The Application Layer is a FastAPI application that provides the HuggingFace-compatible API, authentication and permissions, and the Git Smart HTTP server.
The Data Layer is composed of three main components:
- LakeFS: Provides Git-like versioning for data, including branches, commits, and tags.
- PostgreSQL: Stores metadata for users, repositories, and files.
- MinIO: An S3-compatible object storage for large files and LFS objects.
Core Concepts
File Size Thresholds
Kohaku Hub handles file uploads differently based on their size. The threshold is configurable via the KOHAKU_HUB_LFS_THRESHOLD_BYTES environment variable (default: 5MB).
graph TD
A[Start] --> B{File > 5MB?};
B -- Yes --> C[Get S3 presigned URL];
C --> D[Upload to S3];
D --> E[Commit with file pointer];
B -- No --> F[Commit with file content];
- Small Files (<= 5MB): Files smaller than or equal to the threshold are uploaded directly to the FastAPI server, encoded in Base64 within the commit payload.
- Large Files (> 5MB): For files larger than the threshold, the client requests a presigned S3 URL from the server.
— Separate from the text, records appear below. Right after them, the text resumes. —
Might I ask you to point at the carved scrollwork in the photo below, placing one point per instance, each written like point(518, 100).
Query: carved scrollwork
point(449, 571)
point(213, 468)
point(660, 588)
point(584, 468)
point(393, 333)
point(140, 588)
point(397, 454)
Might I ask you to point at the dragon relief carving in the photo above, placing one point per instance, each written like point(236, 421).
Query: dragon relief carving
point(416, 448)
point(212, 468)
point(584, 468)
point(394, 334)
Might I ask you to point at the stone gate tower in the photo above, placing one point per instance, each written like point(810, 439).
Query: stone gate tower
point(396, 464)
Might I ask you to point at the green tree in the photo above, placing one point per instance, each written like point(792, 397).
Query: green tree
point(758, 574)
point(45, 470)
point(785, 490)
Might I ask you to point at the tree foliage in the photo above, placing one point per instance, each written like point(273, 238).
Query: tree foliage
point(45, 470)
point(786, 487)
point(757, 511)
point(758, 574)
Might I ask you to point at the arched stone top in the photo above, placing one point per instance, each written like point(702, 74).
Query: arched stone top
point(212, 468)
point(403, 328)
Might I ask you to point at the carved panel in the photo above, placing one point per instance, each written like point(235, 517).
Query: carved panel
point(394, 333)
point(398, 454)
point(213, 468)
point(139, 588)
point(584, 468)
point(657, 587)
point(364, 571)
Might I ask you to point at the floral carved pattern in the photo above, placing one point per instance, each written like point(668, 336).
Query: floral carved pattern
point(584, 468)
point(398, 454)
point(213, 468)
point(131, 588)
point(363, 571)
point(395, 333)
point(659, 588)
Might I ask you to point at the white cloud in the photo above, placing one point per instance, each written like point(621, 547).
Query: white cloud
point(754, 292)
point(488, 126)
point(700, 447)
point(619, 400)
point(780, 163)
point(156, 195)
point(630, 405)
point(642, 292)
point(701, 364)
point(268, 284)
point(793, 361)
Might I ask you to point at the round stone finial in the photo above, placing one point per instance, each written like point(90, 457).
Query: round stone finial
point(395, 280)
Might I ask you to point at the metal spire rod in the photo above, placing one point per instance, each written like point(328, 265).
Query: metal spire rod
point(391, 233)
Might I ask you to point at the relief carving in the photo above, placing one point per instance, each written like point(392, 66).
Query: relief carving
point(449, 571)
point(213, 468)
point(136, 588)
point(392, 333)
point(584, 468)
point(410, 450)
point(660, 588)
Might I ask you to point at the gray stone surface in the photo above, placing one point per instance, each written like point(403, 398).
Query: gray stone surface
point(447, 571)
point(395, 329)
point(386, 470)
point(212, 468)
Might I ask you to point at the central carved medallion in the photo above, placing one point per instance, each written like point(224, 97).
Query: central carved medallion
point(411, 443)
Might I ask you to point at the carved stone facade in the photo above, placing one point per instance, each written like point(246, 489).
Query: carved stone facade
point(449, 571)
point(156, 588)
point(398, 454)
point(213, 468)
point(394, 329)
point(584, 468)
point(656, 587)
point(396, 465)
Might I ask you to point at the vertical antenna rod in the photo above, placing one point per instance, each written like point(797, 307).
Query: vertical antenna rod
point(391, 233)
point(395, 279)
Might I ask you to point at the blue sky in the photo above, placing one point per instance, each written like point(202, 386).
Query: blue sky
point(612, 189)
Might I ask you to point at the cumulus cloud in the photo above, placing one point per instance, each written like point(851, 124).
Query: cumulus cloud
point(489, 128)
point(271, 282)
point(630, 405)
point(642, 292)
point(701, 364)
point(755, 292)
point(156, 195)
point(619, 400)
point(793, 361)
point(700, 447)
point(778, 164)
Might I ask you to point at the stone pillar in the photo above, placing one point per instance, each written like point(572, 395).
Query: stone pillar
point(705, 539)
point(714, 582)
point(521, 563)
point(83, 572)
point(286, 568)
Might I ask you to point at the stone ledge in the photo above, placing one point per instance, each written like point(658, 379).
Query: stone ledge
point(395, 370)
The client then uploads the file directly to S3, and the commit contains a pointer to the file in S3. This avoids proxying large files through the application server, improving performance and scalability.
Note: The LFS threshold is configurable via KOHAKU_HUB_LFS_THRESHOLD_BYTES (default: 5MB = 5,242,880 bytes).
Storage Layout
S3 Bucket Structure:
s3://hub-storage/
│
├── hf-model-org-repo/ ← LakeFS managed repository
│ └── main/ ← Branch
│ ├── config.json
│ └── model.safetensors
│
└── lfs/ ← LFS objects (content-addressable)
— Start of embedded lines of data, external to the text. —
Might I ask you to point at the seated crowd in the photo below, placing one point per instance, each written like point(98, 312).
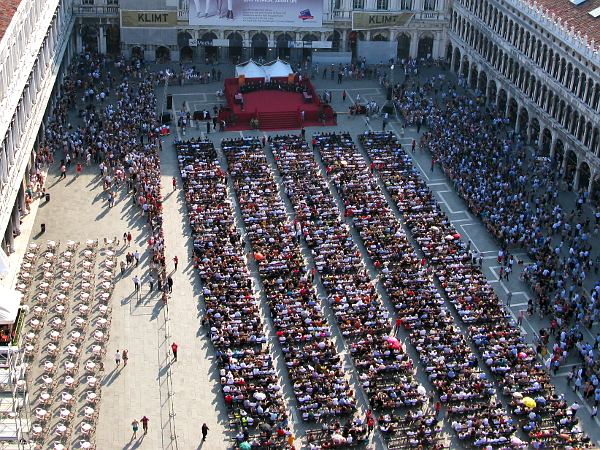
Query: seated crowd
point(444, 353)
point(248, 379)
point(386, 371)
point(314, 366)
point(499, 341)
point(516, 197)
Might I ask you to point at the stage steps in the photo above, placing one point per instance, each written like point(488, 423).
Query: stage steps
point(282, 120)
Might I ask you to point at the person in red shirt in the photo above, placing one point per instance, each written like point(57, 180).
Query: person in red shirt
point(145, 421)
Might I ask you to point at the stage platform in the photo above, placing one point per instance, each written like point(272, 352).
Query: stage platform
point(275, 109)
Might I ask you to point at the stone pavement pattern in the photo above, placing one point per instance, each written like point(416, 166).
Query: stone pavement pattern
point(179, 396)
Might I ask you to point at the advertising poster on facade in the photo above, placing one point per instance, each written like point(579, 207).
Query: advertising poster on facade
point(373, 20)
point(275, 13)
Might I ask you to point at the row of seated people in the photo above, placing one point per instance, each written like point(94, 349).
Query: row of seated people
point(353, 297)
point(500, 342)
point(416, 429)
point(451, 365)
point(313, 364)
point(357, 306)
point(385, 370)
point(248, 380)
point(273, 86)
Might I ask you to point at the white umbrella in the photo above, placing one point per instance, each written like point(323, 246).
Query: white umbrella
point(338, 438)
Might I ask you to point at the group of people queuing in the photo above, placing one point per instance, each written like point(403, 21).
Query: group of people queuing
point(233, 320)
point(516, 196)
point(444, 353)
point(118, 132)
point(315, 368)
point(499, 340)
point(386, 371)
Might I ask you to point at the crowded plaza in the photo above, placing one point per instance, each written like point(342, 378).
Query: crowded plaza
point(341, 305)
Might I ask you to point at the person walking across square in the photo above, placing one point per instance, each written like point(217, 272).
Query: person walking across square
point(135, 425)
point(145, 421)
└── ab/ ← First 2 chars of SHA256
└── cd/ ← Next 2 chars
└── abcd1234... ← Full SHA256 hash
Git Clone Support
Overview
KohakuHub supports native Git clone operations using pure Python implementation (no pygit2/libgit2).
Git URL Format:
http://hub.example.com/{namespace}/{repo-name}.git
Git Endpoints:
GET /{namespace}/{name}.git/info/refs?service=git-upload-pack- Service advertisementPOST /{namespace}/{name}.git/git-upload-pack- Clone/fetch/pullGET /{namespace}/{name}.git/HEAD- Get HEAD referencePOST /{namespace}/{name}.git/git-receive-pack- Push (in progress)
LFS Integration
Automatic LFS Pointers:
- Files <1MB: Included in Git pack as regular blobs
- Files >=1MB: Converted to LFS pointers (100-byte text files)
LFS Pointer Format:
version https://git-lfs.github.com/spec/v1
oid sha256:abc123...
size 10737418240
Client Workflow:
# 1. Clone (gets pointers for large files)
git clone http://hub.example.com/org/repo.git
# 2. Download large files via LFS
cd repo
git lfs install
git lfs pull # Uses existing /info/lfs/ endpoints
Benefits:
- Fast clones (only metadata + small files)
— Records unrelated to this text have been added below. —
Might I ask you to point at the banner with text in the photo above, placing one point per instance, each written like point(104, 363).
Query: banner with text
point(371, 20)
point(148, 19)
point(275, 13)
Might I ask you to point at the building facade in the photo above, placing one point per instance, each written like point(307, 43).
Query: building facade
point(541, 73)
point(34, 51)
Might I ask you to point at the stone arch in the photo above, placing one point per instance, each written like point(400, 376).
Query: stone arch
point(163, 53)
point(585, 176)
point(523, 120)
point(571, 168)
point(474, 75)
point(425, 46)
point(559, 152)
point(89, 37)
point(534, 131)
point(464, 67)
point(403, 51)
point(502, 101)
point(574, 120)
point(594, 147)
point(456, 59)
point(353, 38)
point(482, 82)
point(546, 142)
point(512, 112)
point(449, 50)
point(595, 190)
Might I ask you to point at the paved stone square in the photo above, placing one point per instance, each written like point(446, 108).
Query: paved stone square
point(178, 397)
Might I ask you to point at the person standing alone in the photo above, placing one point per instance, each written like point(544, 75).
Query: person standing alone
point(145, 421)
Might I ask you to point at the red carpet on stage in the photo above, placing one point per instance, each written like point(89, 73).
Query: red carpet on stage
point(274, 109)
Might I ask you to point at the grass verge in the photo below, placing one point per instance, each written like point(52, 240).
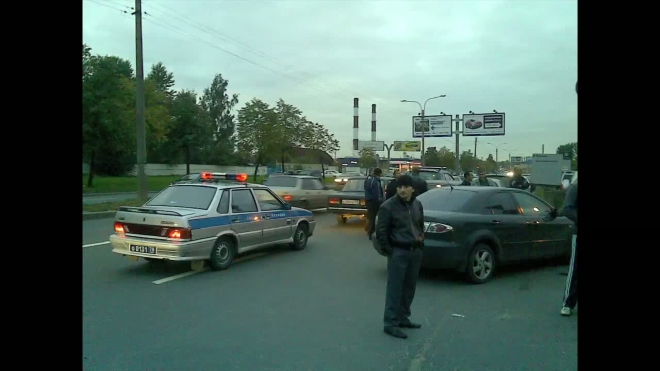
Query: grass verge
point(155, 183)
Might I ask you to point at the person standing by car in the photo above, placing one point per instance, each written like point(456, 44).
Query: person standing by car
point(400, 233)
point(468, 177)
point(390, 189)
point(518, 181)
point(419, 183)
point(570, 293)
point(373, 196)
point(482, 181)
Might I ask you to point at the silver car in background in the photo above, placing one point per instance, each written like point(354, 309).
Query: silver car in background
point(303, 191)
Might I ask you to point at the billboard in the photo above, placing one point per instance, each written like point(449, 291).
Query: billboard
point(485, 124)
point(432, 126)
point(372, 145)
point(410, 146)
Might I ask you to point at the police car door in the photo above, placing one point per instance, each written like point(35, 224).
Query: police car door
point(245, 218)
point(277, 222)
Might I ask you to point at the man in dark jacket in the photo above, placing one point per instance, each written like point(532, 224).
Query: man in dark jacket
point(373, 196)
point(390, 189)
point(570, 293)
point(400, 233)
point(518, 181)
point(419, 183)
point(467, 178)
- No memory issues (LFS pointers are tiny)
- Leverages existing HuggingFace LFS infrastructure
- Pure Python (no native dependencies)
See Git.md for complete Git clone documentation and implementation details.
Upload Workflow
The upload workflow is designed to be efficient and scalable, especially for large files. It consists of three main phases: pre-upload check, file upload, and commit.
Overview
sequenceDiagram
participant C as Client
participant S as FastAPI
participant L as LakeFS
participant M as MinIO
C->>S: 1. Pre-upload check
S-->>C: 2. Upload mode & presigned URLs
C->>M: 3. Upload large files to S3
M-->>C: 4. Upload complete
C->>S: 5. Commit with file content/pointers
S->>L: 6. Commit to LakeFS
L-->>S: 7. Commit complete
S-->>C: 8. Commit complete
Step 1: Preupload Check
Purpose: Determine upload mode and check for duplicates
Endpoint: POST /api/{repo_type}s/{repo_id}/preupload/{revision}
Request:
{
"files": [
{
"path": "config.json",
"size": 1024,
"sha256": "abc123..."
},
{
"path": "model.bin",
"size": 52428800,
"sha256": "def456..."
}
]
}
Response:
{
"files": [
{
"path": "config.json",
"uploadMode": "regular",
"shouldIgnore": false
},
{
"path": "model.bin",
"uploadMode": "lfs",
"shouldIgnore": true // Already exists!
}
]
}
Decision Logic:
For each file:
1. Check size:
- ≤ 5MB → "regular"
- > 5MB → "lfs"
2. Check if exists (deduplication):
- Query DB for matching SHA256 + size
- If match found → shouldIgnore: true
- If no match → shouldIgnore: false
Step 2a: Regular Upload (≤5MB)
Files are sent inline in the commit payload as base64.
┌────────┐ ┌────────┐
│ Client │───── base64 ──────>│ Commit │
└────────┘ (embedded) └────────┘
No separate upload step needed - proceed directly to Step 3.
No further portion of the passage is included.